Die Ermittlungen gegen die vier erwähnten Grossunternehmen wurden im Februar 2017 eingeleitet. Kurz danach veröffentlichte die EU-Kommission ihren Abschlussbericht zur Sektoruntersuchung im Bereich E-Commerce(vgl. MLL-News vom 26.6.2017). Die zwei Jahre zuvor eröffnete Sektoruntersuchung zeigte die Skepsis gegenüber allfälligen Beschränkungen des E-Commerce. Im Ergebnis machte die Sektoruntersuchung deutlich, dass die Mehrheit von Einzelhändlern im Bereich von Elektronikprodukten die Online-Preise anderer Wettbewerber regelmässig verfolgt. Die am häufigsten aufgetretenen Wettbewerbsbeschränkungen waren denn auch solche im Bereich der Wiederverkaufspreise im elektronischen Handel. Gemäss EU-Kommission sei daher gerade in diesem Bereich eine effiziente Durchsetzung des Wettbewerbsrechts von zentraler Bedeutung.

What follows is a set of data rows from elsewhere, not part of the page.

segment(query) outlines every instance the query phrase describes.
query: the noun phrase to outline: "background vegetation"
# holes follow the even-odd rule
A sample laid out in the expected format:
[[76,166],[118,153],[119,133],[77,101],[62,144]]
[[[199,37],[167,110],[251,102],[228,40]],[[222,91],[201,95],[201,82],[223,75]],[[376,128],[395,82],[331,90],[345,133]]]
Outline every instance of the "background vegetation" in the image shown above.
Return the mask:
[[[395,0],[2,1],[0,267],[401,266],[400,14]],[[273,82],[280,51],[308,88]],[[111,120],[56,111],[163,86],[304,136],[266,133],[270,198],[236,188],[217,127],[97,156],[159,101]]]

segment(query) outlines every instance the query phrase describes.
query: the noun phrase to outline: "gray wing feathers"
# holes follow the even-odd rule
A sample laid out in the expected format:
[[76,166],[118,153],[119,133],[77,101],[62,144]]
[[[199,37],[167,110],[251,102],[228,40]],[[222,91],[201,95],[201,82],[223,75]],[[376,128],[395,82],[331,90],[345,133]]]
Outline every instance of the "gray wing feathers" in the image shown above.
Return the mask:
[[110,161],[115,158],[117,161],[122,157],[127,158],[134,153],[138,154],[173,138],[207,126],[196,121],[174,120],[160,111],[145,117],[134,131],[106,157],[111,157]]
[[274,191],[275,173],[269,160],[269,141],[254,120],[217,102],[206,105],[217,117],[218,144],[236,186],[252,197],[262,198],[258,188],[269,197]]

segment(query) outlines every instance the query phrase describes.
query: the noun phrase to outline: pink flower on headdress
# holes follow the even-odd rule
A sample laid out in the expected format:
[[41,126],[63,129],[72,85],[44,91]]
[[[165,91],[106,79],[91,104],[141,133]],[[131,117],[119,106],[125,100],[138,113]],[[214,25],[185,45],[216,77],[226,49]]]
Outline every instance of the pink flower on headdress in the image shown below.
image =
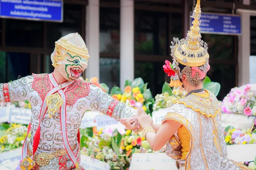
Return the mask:
[[249,85],[247,84],[247,85],[246,85],[246,87],[245,87],[245,88],[244,89],[244,92],[247,92],[248,91],[249,91],[250,90],[250,87]]
[[171,76],[174,76],[175,74],[175,72],[172,69],[173,66],[172,65],[172,63],[168,60],[166,60],[166,65],[163,65],[163,71],[166,73],[167,74],[167,76],[170,77]]
[[245,115],[249,116],[252,113],[252,110],[249,107],[247,107],[244,109],[244,113]]
[[240,102],[241,104],[244,106],[246,105],[246,103],[247,103],[247,100],[244,99],[241,99],[240,100]]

Preisalgorithmen und Kartellrecht

Vermehrt werden von Grosshändlern automatisierte Preisalgorithmen eingesetzt, um sekundenschnell auf Preisänderungen anderer Marktteilnehmer reagieren zu können. Die Preisalgorithmen ermöglichen es Unternehmen dabei auch, innert kürzester Zeit die eigenen Preise auf diese Preisveränderungen auszurichten.

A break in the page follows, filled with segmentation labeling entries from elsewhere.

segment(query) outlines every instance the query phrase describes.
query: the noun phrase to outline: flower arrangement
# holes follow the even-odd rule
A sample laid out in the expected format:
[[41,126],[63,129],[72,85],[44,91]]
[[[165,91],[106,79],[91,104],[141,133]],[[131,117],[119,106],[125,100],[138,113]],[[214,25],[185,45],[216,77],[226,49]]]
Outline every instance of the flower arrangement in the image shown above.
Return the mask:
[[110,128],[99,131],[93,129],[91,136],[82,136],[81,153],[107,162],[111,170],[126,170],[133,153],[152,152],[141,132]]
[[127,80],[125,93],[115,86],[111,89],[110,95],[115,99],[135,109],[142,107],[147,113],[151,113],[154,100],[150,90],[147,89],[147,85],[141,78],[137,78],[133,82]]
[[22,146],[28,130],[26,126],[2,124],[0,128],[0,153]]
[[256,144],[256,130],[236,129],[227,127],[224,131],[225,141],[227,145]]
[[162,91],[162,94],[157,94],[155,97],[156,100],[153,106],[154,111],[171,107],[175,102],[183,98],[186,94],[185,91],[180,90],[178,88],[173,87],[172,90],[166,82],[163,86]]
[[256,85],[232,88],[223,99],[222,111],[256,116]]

Ob verschiedene Preisalgorithmen mit den wettbewerbsrechtlichen Vorgaben im Einklang stehen, ist nach wie vor nicht abschliessend geklärt. So hatte etwa die Luxemburger Wettbewerbsbehörde in einem rein nationalen Fall am 7. Juni 2018 eine Entscheidung veröffentlicht, gemäss der eine algorithmische Preisfestsetzung im Bereich von Taxidiensten aus wirtschaftlichen Effizienzgründen als gerechtfertigt beurteilt wurde (vgl. MLL-News vom 21.7.2018).

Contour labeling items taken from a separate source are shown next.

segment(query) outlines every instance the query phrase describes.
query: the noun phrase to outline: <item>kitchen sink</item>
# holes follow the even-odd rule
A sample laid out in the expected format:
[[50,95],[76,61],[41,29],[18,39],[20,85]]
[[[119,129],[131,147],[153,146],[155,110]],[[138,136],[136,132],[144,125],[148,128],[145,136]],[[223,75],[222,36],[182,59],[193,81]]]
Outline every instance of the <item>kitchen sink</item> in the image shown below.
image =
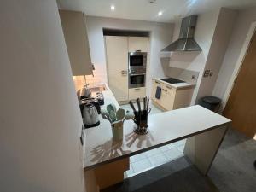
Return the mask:
[[105,84],[102,84],[95,87],[90,87],[90,90],[91,92],[104,91],[107,90],[107,87]]

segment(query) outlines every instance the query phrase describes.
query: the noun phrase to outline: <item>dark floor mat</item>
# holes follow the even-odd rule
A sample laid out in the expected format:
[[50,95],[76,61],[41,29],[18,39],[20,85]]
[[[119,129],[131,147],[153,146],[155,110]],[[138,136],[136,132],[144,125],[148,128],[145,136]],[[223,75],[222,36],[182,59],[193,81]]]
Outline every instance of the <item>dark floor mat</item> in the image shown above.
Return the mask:
[[184,157],[125,179],[101,192],[218,192]]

In einem aktuellen NZZ-Beitrag spricht Prof. Dr. Andreas Heinemann, Präsident der Wettbewerbskommission (WEKO), die immer präsentere Gefährdung des Wettbewerbs durch selbstlernende Algorithmen an. Er räumt dabei ein, dass die WEKO damit bisher noch keine Erfahrungen gesammelt habe. Das Kriterium des Selbstlernens sei bei den Wettbewerbshütern derzeit aber von zentraler Bedeutung, könnten solche, sich selbst weiterbildende Programme, doch zu grossen Unregelmässigkeiten im Markt führen. So ist gemäss Prof. Heinemann denkbar, dass es unter mehreren selbständigen Algorithmen ohne Einwirkungen der jeweiligen, unter Umständen sogar marktfremden Anbieter, zu Koordination und/oder unkontrollierbaren Softwaredurchmischungen kommen könnte.